Complete example with az rest

Run a query using the az rest command to avoid having to obtain bearer tokens manually, like so:

az rest --method post --url "https://api.fabric.microsoft.com/v1/workspaces/{workspaceId}/GraphModels/{GraphModelId}/executeQuery?preview=true" \
--headers "Content-Type=application/json" "Accept=application/json" \
--resource "https://api.fabric.microsoft.com" \
--body '{ 
  "query": "MATCH (n:Person) WHERE n.birthday > 19800101 RETURN n.firstName, n.lastName, n.birthday ORDER BY n.birthday LIMIT 100" 
}'

Complete example with curl

The example in this section uses the curl tool for performing HTTPS requests from the shell.

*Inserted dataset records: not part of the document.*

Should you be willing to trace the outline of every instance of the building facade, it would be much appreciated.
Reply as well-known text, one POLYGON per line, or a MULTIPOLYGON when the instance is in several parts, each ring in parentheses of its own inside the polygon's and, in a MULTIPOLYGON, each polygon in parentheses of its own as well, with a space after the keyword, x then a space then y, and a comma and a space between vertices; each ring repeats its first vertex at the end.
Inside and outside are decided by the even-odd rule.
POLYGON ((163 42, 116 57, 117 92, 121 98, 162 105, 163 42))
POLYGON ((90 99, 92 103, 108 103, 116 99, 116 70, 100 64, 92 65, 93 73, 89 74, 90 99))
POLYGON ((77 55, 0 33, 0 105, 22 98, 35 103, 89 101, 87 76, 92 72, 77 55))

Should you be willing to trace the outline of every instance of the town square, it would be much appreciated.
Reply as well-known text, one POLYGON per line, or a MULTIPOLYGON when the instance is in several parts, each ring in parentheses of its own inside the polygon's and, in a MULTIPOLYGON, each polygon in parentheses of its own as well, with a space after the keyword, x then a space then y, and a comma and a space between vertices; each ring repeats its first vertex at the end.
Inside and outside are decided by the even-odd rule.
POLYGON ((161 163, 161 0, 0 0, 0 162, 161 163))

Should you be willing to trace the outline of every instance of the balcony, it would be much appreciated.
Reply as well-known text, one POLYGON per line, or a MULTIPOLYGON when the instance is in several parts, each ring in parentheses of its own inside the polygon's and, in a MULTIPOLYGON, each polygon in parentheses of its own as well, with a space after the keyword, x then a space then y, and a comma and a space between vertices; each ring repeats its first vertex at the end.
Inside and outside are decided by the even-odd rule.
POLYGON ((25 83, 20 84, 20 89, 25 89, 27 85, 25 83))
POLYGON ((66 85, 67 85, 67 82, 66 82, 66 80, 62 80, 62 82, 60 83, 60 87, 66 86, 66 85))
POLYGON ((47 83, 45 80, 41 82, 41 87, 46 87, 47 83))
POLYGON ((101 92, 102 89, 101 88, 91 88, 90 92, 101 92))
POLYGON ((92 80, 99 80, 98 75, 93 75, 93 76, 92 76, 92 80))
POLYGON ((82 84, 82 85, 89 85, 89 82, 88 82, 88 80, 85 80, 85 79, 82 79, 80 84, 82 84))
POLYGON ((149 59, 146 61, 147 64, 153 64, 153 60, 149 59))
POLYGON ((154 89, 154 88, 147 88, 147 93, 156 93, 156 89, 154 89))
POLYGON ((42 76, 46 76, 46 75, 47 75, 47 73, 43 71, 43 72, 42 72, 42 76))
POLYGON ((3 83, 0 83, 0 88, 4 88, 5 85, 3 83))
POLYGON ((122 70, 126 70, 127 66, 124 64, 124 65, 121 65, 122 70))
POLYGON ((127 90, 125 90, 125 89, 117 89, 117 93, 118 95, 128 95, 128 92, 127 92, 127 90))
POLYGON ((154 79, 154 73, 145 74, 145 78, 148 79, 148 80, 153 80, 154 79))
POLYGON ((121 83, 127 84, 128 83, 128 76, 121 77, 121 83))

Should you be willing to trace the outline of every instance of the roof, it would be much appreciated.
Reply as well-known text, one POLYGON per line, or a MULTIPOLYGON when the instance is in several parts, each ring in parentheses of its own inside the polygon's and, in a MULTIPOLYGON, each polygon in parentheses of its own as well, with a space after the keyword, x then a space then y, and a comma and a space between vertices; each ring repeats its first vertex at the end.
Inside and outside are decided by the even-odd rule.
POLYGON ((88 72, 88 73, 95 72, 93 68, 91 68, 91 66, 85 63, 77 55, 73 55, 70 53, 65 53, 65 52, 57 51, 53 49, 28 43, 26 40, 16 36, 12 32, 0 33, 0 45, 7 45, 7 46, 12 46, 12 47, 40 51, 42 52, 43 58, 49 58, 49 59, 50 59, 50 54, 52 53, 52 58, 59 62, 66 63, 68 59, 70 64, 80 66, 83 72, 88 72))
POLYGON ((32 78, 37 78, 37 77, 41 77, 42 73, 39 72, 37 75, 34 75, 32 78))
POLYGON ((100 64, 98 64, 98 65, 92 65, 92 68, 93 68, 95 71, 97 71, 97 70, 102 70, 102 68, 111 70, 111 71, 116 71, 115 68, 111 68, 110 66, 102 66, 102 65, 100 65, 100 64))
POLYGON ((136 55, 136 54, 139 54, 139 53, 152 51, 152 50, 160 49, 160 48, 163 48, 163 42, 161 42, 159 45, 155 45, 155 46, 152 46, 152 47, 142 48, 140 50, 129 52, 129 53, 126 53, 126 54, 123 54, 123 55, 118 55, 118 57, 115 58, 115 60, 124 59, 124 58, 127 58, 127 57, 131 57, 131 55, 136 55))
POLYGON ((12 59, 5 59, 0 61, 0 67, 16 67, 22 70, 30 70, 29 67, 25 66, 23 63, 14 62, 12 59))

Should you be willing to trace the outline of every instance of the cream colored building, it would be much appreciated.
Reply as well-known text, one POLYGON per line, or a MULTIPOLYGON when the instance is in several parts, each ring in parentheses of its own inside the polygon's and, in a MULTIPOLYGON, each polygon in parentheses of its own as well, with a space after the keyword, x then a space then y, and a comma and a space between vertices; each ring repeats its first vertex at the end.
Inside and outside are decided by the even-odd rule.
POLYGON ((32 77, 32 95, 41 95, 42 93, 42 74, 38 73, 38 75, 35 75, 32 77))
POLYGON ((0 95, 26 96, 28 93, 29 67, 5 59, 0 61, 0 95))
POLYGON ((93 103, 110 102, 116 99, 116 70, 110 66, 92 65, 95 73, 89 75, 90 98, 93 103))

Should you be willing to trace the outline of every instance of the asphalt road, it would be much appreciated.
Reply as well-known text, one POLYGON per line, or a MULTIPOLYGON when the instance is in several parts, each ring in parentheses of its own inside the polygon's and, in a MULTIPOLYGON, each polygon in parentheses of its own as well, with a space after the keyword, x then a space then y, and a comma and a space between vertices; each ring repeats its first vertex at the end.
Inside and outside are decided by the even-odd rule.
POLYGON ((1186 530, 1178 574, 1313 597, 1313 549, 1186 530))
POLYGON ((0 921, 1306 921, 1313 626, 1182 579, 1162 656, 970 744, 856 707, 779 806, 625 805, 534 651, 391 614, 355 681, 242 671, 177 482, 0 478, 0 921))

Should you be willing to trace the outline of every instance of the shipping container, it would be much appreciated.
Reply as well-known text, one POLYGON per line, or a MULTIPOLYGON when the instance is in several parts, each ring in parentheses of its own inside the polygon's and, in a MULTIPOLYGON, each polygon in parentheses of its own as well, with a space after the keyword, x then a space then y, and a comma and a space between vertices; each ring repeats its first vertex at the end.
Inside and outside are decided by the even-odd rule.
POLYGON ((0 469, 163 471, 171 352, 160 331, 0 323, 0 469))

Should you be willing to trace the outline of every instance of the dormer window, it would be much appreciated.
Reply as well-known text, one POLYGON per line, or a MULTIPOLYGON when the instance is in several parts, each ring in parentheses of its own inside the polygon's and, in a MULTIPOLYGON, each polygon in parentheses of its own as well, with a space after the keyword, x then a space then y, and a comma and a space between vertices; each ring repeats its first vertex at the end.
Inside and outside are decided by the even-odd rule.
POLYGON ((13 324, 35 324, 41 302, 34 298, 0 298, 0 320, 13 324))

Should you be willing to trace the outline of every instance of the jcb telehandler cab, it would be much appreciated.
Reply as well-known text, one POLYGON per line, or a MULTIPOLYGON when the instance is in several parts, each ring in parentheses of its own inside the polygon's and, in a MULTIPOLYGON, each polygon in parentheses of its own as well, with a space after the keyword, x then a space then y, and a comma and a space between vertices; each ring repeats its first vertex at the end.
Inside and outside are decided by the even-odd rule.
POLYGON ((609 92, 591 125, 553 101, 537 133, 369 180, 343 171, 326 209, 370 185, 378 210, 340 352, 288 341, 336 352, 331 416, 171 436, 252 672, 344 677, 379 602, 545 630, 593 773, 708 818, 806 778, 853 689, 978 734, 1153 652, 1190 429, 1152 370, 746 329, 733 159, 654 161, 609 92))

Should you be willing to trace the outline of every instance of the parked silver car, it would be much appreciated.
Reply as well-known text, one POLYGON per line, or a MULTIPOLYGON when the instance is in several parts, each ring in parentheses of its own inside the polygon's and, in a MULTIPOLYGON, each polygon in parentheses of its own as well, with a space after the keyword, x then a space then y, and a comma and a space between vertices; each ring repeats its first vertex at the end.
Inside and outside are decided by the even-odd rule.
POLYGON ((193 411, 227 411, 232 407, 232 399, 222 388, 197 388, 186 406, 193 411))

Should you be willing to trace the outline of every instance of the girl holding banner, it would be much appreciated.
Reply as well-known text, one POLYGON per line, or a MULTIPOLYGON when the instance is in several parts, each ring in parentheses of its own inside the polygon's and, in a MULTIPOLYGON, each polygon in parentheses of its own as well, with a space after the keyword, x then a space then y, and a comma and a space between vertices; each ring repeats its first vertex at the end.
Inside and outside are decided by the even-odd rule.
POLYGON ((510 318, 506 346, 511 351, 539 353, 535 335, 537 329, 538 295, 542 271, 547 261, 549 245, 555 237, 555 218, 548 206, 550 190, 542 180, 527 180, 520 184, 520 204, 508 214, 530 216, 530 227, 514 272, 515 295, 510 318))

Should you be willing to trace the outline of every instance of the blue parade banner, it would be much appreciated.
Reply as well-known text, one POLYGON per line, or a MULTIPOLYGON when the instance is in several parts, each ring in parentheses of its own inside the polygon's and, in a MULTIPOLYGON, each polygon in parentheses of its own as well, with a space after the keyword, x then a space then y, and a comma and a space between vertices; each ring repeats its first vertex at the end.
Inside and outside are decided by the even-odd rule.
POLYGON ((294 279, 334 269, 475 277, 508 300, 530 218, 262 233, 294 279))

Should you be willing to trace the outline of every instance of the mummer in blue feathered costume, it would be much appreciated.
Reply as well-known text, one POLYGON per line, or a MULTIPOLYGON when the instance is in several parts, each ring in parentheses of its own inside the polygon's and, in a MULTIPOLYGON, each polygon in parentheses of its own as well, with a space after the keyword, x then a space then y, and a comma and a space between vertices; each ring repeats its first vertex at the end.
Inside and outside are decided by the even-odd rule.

We assume you have a valid access token stored in a shell variable, like so:

export ACCESS_TOKEN="your-access-token-here"

Tip

See the section on authentication for how to obtain a valid bearer token.

Run a query like so:

curl -X POST "https://api.fabric.microsoft.com/v1/workspaces/{workspaceId}/GraphModels/{GraphModelId}/executeQuery?preview=true" \
  -H "Content-Type: application/json" \
  -H "Accept: application/json" \
  -H "Authorization: Bearer $ACCESS_TOKEN" \
  -d '{
    "query": "MATCH (n:Person) WHERE n.birthday > 19800101 RETURN n.firstName, n.lastName, n.birthday ORDER BY n.birthday LIMIT 100" 
  }'

Best practices

Follow these best practices when using the GQL Query API.

Error handling

  • Always check status codes - Don't assume success based on HTTP 200.
  • Parse error details - Use diagnostics and cause chains for debugging.

Security

  • Use HTTPS - Never send authentication tokens over unencrypted connections.
  • Rotate tokens - Implement proper token refresh and expiration handling.
  • Validate inputs - Sanitize and properly escape any user-provided query parameters injected into the query.

Value representation

  • Handle large integer values - Integers are encoded as strings if they can't be represented as JSON numbers natively.
  • Handle special floating point values - Floating-point values returned from queries can be Infinity, -Infinity, or NaN (not a number) values.
  • Handle null values - JSON null represents GQL null.